Voted unanimously to set up a fund to pay retiree costs not already covered by city pensions with an initial, if nominal, transfer of $2 million from the city’s Health Insurance Claims Trust Fund. The name of the new fund, which is estimated to have a total need of $599 million, is the Other Post Employment Liability Trust Fund, although most people add the word “benefits” and refer to such vehicles as OPEB. Most of the expenses associated with such funds — which are being debated and created across the country — are retiree health costs.

Charles Marquardt made the fund an issue during an unsuccessful run for city council, and he was on hand Monday to ask the council not to adopt the $2 million transfer suggested by City Manager Robert W. Healy.

“I urge you to hold off on that until we do what Cambridge does so very well — study it,” he said during public comment. “There has been no input from experts, the public or really from yourselves … there are things that need to be discussed.”

Healy’s comments served to brush off Marquardt’s concerns about how health care reform would affect the fund, saying the effect “won’t be significant,” and to downplay even the significance of the vote. “This is a show of the recognition of the issue,” he said. “It’s not imperative, but I believe it is appropriate.”

Marquardt and others remain concerned.

Discussed the aborted attempt to provide free citywide wireless Internet. Healy said most people know how to get free WiFi when they need it and that the city would probably be grateful it didn’t pour money into the project, as did Philadelphia and San Francisco. (Councillor Craig Kelley said he was already grateful.) But, mindful of residents in Cambridge public housing without wireless access, Reeves exhorted Healy “to even incrementally add more … I don’t want there to be two classes of people.”

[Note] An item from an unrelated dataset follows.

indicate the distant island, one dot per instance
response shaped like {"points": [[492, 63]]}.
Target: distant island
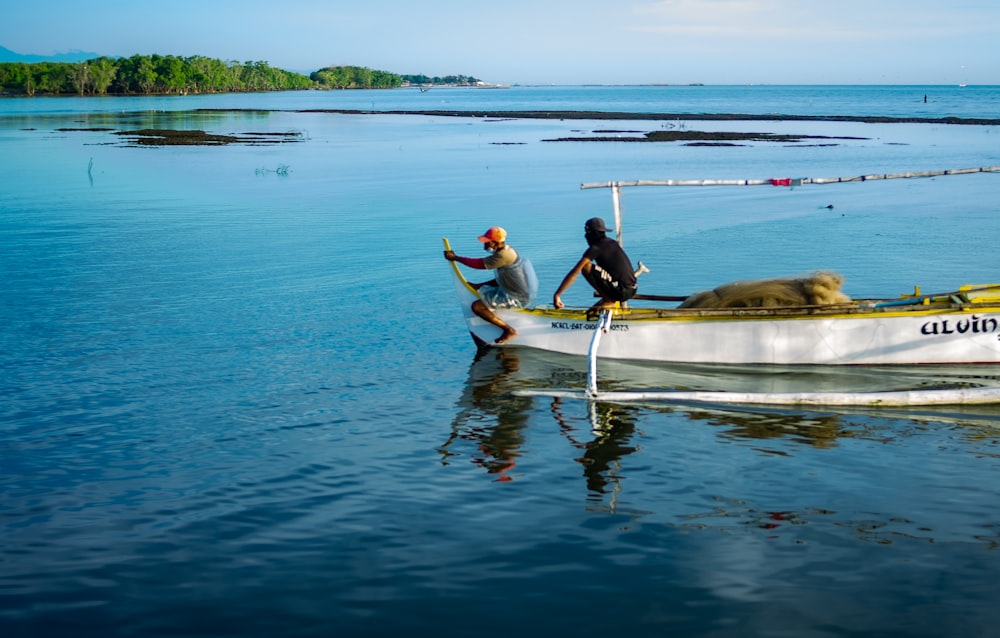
{"points": [[174, 75]]}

Discussed the proposed Stretch Code to make city renovations, additions and new construction more energy efficient by providing rules to follow during design and construction. Audience members and councillors had concerns and questions about how the code would be applied starting July 1. City officials agreed there was “a lot of confusion” but that concerns were overblown and adoption would be gentler and less radical than many feared.